Posted by: orionATL | March 30, 2006 at 04:37 PM
whatever. you liberty stealer.
Posted by: Matt | March 30, 2006 at 05:09 PM
"This post, as well as several other recent posts, leave me pondering. Why has a country that historically had high labor costs and used high capital investment to maximize the value of that expensive labor, adopted a management philosophy that seems to emphasize low labor costs over any other input?"
What you're describing is the model of the industrial Northeast and Midwest. But there's another, equally American model, that of the South. As W.J. Cash described in "The Mind of the South", low taxes on businesses, hostility to unions, and the resulting low wages, were central to the South's strategy for economic development.
And the South has been our politically dominant region for several decades now. Is it any wonder that they brought their economic strategy with them?
Posted by: RKKA | March 30, 2006 at 05:16 PM
RKKA:
'As W.J. Cash described in "The Mind of the South", low taxes on businesses, hostility to unions, and the resulting low wages, were central to the South's strategy for economic development.
'And the South has been our politically dominant region for several decades now. Is it any wonder that they brought their economic strategy with them?'
A most important argument, since Louis Uchitelle puzzles over the resignation of American labor.
Posted by: anne | March 30, 2006 at 05:28 PM
Then we could argue it is not the labor protective models of the Netherlands or Finland that are the problem for such ready moves by management to low cost producers, but the philosophy that accepts there is no other way. But, there are other ways as even Costco shows as opposed to Wal-Mart.

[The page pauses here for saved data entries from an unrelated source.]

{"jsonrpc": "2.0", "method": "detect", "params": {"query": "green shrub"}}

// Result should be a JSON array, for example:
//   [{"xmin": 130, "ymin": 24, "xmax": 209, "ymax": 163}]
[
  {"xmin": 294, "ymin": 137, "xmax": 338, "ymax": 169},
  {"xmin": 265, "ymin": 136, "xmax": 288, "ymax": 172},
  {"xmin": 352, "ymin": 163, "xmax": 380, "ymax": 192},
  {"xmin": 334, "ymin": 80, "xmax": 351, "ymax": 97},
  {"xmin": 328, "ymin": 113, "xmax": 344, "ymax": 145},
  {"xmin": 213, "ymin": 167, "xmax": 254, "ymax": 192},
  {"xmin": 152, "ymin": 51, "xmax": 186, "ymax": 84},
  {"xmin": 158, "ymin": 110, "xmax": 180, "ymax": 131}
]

Posted by: anne | March 30, 2006 at 05:33 PM
http://www.calvorn.com/gallery/photo.php?photo=5461&u=185|13|...
Great Egret with Fish
New York City--Central Park, Turtle Pond.
RKKA, an important comment indeed :)
Posted by: anne | March 30, 2006 at 05:37 PM
Matt
Fastow, Kozlowski, Lay, Skilling and others did not have the moral authority to exercise termination liberties afforded by employment-at-will.
You are not free to shoot an innocent person.
Maybe if you were terminated by some dishonest, incompetent sandbagger you would understand. How old are you anyways, and how much work experience do you have?
10-4
Posted by: anon | March 30, 2006 at 05:38 PM
'As W.J. Cash described in "The Mind of the South", low taxes on businesses, hostility to unions, and the resulting low wages, were central to the South's strategy for economic development.
And, it's the model for third countries everywhere.
Posted by: ken melvin | March 30, 2006 at 06:49 PM
RKKA
Excellent point. Its as if slavery is rising up again.